Guess we will just have to wait and see regarding the next major deployment to see if the govt will then go out and buy more helos, train more crews, build more hangers etc etc but then like you say they could just lease helo support to cover, either here or in theatre, as would still be cheaper than funding another fulltime fleet on a what if scenario. To use the Timor deployment again just reiterates the fact that any major deployment will be the primary focus of 3 Sqn, it was actually the primary focus of NZDF and actually stretched the entire defence force, army, navy and air force not just helos, everything, so going by that alone we should have increased numbers/capability in a few areas if that was actually the case as lessons were definately learnt from that op and in many instances the hard way. Perfect case and point right? But we did'nt, and that was over 20 years ago now so obviously somebody feels the current structure is sufficient, we have had the experience, we would run out of crews before we ran out of helos imo.

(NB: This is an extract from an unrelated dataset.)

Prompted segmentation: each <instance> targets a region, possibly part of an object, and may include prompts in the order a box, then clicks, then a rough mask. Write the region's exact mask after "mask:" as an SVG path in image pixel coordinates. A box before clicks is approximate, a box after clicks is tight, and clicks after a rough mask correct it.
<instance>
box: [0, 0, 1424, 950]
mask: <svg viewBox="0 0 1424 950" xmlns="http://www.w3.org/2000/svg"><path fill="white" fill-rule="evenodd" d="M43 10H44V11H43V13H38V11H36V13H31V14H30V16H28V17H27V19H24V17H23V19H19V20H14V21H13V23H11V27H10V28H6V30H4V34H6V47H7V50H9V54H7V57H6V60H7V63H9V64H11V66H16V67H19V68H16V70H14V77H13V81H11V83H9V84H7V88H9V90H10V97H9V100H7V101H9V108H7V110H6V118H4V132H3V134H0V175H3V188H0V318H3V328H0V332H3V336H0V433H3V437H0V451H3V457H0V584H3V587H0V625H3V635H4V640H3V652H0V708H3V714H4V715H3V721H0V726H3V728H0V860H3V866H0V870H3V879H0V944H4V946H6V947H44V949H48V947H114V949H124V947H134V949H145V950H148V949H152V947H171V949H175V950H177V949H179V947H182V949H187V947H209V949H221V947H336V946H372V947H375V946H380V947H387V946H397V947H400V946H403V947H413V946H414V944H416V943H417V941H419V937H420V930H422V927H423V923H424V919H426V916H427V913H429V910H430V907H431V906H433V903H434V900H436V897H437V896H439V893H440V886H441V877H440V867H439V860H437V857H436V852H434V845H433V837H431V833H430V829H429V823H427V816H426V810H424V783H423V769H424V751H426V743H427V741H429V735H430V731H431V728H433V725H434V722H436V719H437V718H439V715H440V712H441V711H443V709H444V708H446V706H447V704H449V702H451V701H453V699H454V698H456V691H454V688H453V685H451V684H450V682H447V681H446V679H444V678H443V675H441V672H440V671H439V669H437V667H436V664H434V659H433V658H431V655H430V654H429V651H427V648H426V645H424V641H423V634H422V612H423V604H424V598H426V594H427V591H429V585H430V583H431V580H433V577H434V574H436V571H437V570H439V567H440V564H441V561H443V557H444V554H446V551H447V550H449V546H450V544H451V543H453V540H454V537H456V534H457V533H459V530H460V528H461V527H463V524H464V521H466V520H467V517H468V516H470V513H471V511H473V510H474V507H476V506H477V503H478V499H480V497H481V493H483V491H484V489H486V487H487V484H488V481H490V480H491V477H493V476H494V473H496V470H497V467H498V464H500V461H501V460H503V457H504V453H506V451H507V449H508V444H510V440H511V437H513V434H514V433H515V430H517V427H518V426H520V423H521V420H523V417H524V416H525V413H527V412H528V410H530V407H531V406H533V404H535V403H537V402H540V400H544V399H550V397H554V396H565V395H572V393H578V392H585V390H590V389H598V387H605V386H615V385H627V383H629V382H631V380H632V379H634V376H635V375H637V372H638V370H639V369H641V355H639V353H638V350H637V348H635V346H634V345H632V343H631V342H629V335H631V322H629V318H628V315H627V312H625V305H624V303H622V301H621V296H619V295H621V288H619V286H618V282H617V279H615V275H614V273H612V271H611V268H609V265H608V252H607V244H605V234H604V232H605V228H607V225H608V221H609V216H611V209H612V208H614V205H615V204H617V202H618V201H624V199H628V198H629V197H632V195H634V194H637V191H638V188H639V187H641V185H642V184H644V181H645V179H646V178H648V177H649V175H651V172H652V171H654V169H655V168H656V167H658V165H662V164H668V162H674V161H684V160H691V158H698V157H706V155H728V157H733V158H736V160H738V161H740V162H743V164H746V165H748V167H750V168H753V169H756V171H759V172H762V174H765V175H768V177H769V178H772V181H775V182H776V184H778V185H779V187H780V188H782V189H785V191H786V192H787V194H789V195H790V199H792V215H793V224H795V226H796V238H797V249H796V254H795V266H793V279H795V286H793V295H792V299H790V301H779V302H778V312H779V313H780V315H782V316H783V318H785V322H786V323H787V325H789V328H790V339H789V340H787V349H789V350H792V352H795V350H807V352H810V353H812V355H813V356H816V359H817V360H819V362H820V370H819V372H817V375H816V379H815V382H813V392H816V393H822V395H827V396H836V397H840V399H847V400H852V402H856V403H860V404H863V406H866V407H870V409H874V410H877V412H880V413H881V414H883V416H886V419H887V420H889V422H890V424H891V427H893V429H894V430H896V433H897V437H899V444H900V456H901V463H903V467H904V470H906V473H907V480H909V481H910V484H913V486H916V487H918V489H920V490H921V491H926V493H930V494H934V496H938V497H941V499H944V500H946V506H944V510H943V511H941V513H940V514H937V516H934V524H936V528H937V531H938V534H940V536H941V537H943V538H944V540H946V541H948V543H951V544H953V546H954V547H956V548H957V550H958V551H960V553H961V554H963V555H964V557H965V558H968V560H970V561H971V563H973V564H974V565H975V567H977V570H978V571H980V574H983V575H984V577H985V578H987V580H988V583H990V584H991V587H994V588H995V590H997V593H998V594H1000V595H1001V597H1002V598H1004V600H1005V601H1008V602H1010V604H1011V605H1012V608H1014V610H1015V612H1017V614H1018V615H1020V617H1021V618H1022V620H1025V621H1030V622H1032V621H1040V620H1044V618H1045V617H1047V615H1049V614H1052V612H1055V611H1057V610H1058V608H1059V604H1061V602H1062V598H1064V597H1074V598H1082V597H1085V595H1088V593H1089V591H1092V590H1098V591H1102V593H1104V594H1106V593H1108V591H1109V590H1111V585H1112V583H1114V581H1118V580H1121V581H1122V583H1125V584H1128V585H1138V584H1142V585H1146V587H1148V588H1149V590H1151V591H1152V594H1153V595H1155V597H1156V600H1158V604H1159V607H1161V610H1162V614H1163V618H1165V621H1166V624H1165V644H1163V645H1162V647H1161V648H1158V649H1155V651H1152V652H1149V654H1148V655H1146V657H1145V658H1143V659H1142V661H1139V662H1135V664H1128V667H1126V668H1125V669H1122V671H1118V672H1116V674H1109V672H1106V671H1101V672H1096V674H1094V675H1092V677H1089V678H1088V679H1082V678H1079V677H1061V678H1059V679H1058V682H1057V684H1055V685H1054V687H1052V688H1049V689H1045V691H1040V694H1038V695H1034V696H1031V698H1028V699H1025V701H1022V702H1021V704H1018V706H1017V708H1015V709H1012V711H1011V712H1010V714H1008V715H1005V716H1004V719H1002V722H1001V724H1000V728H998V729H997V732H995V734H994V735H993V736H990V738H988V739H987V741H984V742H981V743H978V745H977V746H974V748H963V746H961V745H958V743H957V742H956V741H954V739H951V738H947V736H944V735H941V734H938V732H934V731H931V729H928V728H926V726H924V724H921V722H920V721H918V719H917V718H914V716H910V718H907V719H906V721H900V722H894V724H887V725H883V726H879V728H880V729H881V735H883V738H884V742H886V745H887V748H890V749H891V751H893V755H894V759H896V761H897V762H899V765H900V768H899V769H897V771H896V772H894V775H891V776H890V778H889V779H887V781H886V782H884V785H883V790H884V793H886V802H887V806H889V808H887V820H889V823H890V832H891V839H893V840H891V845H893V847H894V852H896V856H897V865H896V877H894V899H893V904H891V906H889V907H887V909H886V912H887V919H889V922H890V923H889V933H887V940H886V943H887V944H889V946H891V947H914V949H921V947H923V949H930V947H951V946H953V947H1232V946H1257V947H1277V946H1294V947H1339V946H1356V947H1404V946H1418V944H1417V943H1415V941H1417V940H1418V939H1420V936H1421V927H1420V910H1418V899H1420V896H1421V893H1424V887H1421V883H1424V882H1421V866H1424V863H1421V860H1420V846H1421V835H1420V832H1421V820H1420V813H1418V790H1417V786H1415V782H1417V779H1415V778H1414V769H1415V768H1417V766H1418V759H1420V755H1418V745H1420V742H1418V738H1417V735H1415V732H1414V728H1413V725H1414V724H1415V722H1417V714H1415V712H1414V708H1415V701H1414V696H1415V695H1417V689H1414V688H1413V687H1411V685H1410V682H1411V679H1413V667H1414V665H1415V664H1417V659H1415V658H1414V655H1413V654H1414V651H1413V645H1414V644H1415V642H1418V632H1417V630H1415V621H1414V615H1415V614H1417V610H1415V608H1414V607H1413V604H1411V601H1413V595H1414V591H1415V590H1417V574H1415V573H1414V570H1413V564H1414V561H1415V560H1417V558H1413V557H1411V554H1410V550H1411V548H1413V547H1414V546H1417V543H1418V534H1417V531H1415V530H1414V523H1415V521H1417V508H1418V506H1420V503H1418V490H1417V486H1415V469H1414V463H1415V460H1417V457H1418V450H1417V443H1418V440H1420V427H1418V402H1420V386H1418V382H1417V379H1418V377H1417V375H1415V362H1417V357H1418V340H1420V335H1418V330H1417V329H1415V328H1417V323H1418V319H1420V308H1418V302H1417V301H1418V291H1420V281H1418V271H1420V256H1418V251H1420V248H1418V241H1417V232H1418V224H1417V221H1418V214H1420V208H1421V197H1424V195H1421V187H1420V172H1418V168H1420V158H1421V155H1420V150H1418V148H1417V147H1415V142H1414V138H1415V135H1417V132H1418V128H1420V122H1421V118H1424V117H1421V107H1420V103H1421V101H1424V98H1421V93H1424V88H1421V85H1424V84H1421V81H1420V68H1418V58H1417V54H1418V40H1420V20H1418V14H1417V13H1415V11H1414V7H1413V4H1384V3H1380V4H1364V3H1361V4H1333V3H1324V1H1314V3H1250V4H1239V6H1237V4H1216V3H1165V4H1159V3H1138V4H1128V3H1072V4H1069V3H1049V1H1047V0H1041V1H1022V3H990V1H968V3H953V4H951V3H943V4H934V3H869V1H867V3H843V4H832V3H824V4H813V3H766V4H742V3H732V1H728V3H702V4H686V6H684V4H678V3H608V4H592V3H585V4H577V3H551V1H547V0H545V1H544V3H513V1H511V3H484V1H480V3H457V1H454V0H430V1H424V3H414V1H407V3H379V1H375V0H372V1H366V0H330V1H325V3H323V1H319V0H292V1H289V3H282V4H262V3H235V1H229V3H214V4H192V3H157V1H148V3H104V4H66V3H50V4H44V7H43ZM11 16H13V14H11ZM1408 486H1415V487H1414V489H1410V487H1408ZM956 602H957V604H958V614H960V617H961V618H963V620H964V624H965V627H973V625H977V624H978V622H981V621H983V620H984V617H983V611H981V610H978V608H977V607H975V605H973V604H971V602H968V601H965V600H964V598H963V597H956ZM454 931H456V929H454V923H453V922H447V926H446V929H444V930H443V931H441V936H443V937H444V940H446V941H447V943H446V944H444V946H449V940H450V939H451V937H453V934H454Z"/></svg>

We do all these ex's to Aus such as Hamel exactly to test the ability to deploy in support of army, ie prime role, as well as every other deployment here and overseas to lessor degrees to prove the concept of deploying in the first place and the issue in my mind is not the number of frames more the sustainment and rotation of pers as we are not going to send over 6 NH90s to Timor just because we sent 6 hueys (which I think people believe) as that would literally require the entire squadron and the added capability of the 90 negate this anyway ie 2 90s would do the the job of 4 legacy hueys easily, so 3 NH90s would be a normal deployment in support. If Belgium? can deploy 3 frames to Mali for 6 months in the medevac role from their even smaller fleet then I'd like to think we could do the same, again the issue would be the sustainment rather than numbers. Hopefully we do a rotation (as rumoured) to prove or disprove the idea.
Yes agreed the NH90 cost (literally) overkills a lot of "minor" tasks now compared to.the hueys and defence will adjust their taskings accordingly but that's the price paid for the leap in capability and adding more 90s or another fleet would not lesson this. Perhaps just like the arguments for the axing of the IPVs will need to be applied and cheaper civilian options will now be required to conduct menial civilian tasks and defence shifts focus to core taskings? Even though to be fair even those tasks you mentioned all add up in terms of competency and training in lieu of actual "combat" flying.
The factor I feel that could possibly warrant any added numbers at this point would be the raising of the mooted bn group to 6000 "infantryman" (as the media puts it) but then a few capabilities and assets will no doubt require adding as a result so again will all come down to cost. Though I highly doubt this will happen any time soon as army is still bleeding numbers now, the reason there were so many loggies on the last intake was apparently because the supply trade is hurting with the amount of pers they are short, and that is just 1 trade! So while adding equipment is all well and good, just like a deployment, you have to be able to support it long term otherwise it is all for nothing.